Explanation of Responses:

* If the form is filed by more than one reporting person, see Instruction 4(b)(v).
** Intentional misstatements or omissions of facts constitute Federal Criminal Violations. See 18 U.S.C. 1001 and 15 U.S.C. 78ff(a).
(1) The shares of Common Stock beneficially owned by the Reporting Owners directly following the reported transactions are as follows: 501,393 shares by Breeden Partners L.P. (after selling 49,530 shares in the reported transactions), 4,882,668 shares by Breeden Partners (California) L.P., 743,657 shares by Breeden Partners (California) II L.P., 256,343 shares by Breeden Partners (New York) I L.P. and 1,608,086 shares by Breeden Partners Holdco Ltd. (after selling 470 shares in the reported transactions).
(2) The shares of Common Stock beneficially owned by the Reporting Owners indirectly following the reported transactions are as follows: 1,608,086 shares by Breeden Partners (Cayman) Ltd. (after indirectly selling 470 shares in the reported transactions), 6,384,061 shares by Breeden Capital Partners LLC (after indirectly selling 49,530 shares in the reported transactions), 7,992,147 shares by Richard C. Breeden (after indirectly selling 50,000 shares in the reported transactions) and 7,992,147 shares by Breeden Capital Management LLC (after indirectly selling 50,000 shares in the reported transactions); however, each such Reporting Owner disclaims beneficial ownership of such shares except to the extent of its pecuniary interest therein.
(3) Richard C. Breeden is the managing member of Breeden Capital Partners, LLC, managing member and Chairman and Chief Executive of Breeden Capital Management LLC and the Key Principal of Breeden Partners (Cayman) Ltd., and, as such, may be deemed to be the indirect beneficial owner of the shares of Common Stock owned by Breeden Partners L.P., Breeden Partners (California) L.P., Breeden Partners (California) II L.P., Breeden Partners (New York) I L.P., Breeden Partners Holdco Ltd. and Breeden Partners (Cayman) Ltd.; however, he disclaims beneficial ownership of such shares except to the extent of his pecuniary interest therein
(4) Breeden Capital Management LLC is principally involved in the business of providing investment advisory and investment management services to Breeden Partners L.P., Breeden Partners (California) L.P., Breeden Partners(California) II L.P., Breeden Partners (New York) I L.P., Breeden Partners Holdco Ltd. and Breeden Partners (Cayman) Ltd. (together, the "Fund") and, among other things, exercises all voting and other powers and privileges attributable to any securities held for the account of the Fund and, as such, may be deemed to be the indirect beneficial owner of the shares of Common Stock owned by the Fund; however, it disclaims beneficial ownership of such shares except to the extent of its pecuniary interest therein.
(5) Breeden Capital Partners LLC is the general partner of Breeden Partners L.P., Breeden Partners (California) L.P., Breeden Partners (California) II L.P. and Breeden Partners (New York) I L.P., and, as such, may be deemed to beneficially own the shares of common stock owned by Breeden Partners L.P., Breeden Partners (California) L.P., Breeden Partners (California) II L.P. and Breeden Partners (New York) I L.P.; however it disclaims beneficial ownership of such shares except to the extent of its pecuniary interest therein.
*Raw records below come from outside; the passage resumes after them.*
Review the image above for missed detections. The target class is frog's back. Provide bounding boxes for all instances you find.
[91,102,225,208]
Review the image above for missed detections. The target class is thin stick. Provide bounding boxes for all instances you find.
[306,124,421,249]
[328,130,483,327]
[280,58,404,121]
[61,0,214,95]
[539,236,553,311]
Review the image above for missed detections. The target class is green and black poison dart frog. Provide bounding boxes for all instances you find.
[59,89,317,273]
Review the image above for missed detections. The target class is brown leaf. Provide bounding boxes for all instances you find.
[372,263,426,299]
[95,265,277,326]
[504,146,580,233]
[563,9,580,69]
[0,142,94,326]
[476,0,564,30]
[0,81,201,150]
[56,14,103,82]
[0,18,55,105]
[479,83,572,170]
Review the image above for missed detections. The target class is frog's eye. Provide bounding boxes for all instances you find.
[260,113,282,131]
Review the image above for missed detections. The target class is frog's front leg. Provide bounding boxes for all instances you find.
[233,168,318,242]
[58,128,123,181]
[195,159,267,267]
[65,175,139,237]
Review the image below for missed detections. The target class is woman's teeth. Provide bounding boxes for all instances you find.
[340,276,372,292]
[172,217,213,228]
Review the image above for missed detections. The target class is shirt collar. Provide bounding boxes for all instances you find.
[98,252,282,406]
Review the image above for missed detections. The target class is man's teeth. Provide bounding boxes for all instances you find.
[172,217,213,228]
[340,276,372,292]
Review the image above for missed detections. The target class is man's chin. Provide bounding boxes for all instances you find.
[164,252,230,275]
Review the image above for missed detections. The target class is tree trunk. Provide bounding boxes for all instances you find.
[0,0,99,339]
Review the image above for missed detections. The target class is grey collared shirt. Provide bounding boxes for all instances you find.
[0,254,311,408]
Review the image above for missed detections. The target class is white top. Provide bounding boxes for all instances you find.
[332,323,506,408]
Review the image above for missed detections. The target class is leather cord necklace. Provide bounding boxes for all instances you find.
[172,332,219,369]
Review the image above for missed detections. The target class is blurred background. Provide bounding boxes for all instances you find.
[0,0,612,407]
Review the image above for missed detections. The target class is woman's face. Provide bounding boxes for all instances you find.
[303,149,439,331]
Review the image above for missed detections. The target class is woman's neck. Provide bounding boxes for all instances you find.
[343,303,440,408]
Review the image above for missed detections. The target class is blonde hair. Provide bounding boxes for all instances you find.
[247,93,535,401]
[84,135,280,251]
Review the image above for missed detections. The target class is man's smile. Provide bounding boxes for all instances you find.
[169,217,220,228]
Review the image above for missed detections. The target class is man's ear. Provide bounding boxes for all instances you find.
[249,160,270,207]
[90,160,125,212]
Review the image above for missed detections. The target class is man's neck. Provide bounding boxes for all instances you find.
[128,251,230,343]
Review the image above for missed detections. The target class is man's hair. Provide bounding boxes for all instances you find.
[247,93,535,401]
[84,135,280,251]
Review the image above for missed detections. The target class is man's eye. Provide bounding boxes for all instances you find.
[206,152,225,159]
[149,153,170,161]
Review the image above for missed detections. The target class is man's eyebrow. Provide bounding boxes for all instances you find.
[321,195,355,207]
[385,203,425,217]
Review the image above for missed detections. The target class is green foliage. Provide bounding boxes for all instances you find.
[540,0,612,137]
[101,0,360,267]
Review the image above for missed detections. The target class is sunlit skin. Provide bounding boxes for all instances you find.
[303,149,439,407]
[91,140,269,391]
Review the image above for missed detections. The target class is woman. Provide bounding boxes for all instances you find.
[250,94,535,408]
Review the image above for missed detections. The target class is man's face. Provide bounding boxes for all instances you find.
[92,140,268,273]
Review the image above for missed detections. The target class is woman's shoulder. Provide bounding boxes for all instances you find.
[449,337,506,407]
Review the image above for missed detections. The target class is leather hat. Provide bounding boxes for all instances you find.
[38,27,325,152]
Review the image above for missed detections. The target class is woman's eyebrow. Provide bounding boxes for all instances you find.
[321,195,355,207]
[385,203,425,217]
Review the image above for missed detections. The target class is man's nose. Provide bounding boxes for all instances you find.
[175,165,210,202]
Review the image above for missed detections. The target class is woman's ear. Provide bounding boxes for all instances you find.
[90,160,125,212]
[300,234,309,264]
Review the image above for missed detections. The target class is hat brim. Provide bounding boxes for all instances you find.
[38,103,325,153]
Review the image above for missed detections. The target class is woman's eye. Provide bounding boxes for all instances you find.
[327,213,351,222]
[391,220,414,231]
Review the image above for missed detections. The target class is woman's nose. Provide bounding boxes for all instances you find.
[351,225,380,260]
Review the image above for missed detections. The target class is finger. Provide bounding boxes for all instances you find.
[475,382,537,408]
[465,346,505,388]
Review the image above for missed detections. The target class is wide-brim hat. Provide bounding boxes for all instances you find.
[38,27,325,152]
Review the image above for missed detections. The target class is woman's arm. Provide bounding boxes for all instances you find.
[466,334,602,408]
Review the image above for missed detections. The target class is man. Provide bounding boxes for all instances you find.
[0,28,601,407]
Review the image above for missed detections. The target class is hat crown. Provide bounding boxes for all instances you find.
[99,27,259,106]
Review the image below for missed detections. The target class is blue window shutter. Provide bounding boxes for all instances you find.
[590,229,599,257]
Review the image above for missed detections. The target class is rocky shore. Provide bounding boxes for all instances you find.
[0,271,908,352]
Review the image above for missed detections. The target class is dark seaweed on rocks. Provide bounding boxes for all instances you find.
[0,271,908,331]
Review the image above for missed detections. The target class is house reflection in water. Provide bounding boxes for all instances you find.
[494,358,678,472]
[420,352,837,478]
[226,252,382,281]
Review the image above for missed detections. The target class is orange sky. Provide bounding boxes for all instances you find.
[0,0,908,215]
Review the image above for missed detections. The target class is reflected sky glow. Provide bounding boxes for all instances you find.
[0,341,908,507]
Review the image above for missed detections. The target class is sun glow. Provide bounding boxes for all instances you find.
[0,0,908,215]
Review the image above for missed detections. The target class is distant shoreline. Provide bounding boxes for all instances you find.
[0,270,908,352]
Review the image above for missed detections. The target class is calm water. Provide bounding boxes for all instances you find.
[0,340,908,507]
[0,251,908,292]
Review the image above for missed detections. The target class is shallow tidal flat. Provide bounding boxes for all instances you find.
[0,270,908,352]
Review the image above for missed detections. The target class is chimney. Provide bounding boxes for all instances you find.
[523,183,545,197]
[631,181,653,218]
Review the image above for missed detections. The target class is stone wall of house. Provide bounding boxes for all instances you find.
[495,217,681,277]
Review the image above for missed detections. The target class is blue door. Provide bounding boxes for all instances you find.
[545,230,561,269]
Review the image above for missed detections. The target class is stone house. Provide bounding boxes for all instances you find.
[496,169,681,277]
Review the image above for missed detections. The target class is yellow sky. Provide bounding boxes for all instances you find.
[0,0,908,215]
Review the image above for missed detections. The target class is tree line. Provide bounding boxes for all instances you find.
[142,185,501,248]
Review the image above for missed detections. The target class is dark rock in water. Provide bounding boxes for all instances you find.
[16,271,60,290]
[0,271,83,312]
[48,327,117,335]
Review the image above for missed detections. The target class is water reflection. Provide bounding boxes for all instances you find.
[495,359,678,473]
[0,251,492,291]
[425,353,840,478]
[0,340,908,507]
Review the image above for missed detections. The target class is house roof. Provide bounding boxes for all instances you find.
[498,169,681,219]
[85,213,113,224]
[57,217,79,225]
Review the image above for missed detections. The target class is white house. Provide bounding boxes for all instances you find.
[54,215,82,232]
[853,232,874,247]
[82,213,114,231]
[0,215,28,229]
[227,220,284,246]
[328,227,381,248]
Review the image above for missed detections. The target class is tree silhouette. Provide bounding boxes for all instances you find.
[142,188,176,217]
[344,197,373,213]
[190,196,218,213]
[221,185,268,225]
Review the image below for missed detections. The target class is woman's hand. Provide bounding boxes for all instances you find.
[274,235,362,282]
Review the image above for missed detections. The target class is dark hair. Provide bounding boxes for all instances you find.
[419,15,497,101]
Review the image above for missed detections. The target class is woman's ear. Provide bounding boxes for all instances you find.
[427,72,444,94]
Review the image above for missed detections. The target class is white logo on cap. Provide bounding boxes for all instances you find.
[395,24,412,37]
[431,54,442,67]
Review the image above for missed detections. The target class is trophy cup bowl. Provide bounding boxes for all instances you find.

Breeden Partners (Cayman) Ltd., a Cayman Islands exempt limited company, is the feeder fund for Breeden Partners Holdco Ltd. and, as such, may be deemed to beneficially own the shares of common stock owned by Breeden Partners Holdco Ltd.; however, it disclaims beneficial ownership of such shares except to the extent of its pecuniary interest therein.